How to prevent split brain scenario in Storage Foundation for Windows High Availability (SFW HA)

Article: 100019784
Last Published: 2013-09-06
Ratings: 0 0
Product(s): InfoScale & Storage Foundation

Problem

How to prevent split brain scenario in Storage Foundation for Windows High Availability (SFW HA)

Solution

What is split brain?

A split brain occurs when two independent systems configured in a cluster assume they have exclusive access to resources.  In SFW HA (VERITAS Cluster Server) this scenario can be caused when all cluster heartbeat links are simultaneously lost.  Each cluster node will then mark the other cluster node as FAULTED.  This is known as a "network partition".  

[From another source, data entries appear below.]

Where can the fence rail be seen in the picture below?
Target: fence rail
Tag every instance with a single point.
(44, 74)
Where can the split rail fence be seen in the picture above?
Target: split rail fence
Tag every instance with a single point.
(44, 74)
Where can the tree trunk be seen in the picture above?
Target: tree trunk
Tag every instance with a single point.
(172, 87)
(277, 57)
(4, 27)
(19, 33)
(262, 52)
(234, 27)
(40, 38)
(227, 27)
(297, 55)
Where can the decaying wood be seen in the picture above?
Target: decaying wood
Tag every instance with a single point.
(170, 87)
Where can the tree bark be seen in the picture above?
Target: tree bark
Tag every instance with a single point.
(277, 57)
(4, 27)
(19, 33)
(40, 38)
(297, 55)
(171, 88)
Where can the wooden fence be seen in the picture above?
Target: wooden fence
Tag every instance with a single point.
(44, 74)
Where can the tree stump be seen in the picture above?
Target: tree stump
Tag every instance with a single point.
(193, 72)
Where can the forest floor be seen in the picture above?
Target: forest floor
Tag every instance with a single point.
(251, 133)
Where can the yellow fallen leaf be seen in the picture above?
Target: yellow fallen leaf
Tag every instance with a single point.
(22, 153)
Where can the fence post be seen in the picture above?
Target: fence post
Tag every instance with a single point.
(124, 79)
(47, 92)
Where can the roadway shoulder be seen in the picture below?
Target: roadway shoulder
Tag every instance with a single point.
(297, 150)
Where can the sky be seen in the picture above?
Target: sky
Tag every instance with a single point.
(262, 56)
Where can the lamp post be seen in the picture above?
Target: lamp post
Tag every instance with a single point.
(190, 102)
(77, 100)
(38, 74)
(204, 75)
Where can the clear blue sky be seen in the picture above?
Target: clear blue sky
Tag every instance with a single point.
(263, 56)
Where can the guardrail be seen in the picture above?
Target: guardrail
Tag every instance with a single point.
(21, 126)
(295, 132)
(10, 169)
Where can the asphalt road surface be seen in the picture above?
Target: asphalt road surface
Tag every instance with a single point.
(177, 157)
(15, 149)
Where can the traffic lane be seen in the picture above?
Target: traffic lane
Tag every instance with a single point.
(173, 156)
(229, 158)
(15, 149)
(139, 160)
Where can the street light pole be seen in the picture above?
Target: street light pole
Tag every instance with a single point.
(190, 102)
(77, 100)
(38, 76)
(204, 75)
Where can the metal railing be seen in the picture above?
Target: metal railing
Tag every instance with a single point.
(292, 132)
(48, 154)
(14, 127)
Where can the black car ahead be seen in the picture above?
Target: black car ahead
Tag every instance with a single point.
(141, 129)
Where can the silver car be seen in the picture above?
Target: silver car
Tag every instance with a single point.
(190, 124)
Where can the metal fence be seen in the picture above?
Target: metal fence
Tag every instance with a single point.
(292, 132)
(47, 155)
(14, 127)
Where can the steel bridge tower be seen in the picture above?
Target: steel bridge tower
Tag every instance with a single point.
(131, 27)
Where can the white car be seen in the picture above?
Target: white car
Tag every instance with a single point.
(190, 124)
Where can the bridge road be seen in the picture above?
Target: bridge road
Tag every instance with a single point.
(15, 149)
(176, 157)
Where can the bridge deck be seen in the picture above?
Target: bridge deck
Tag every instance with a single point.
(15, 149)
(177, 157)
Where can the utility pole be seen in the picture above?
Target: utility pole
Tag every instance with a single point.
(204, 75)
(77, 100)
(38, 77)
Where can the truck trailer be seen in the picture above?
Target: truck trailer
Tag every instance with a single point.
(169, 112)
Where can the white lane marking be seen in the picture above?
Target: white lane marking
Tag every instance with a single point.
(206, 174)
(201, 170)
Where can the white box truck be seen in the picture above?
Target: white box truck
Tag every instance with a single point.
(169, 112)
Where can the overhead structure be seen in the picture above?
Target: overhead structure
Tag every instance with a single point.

This is represented in the figure below:

 

This scenario is possible when both of the LLT (Low Latency Transport cluster communication links) are connected to Node 3 via the same IP network, for example, the same network switch.  This configuration of the common network switch needs careful consideration in Replicated Data Cluster (RDC) where Node 3 may be located in another Data Centre to get LLT links over separate network infrastructure.

What happens in a split brain?

Under cluster logic, VCS will online any groups that it now considers faulted.  The service groups however will be online on the other cluster node(s), that have formed a new cluster.  This may lead to disk resources and volumes being off-lined as each cluster attempts to online the "failed" service groups.

How to tell if you have been a victim of a split brain?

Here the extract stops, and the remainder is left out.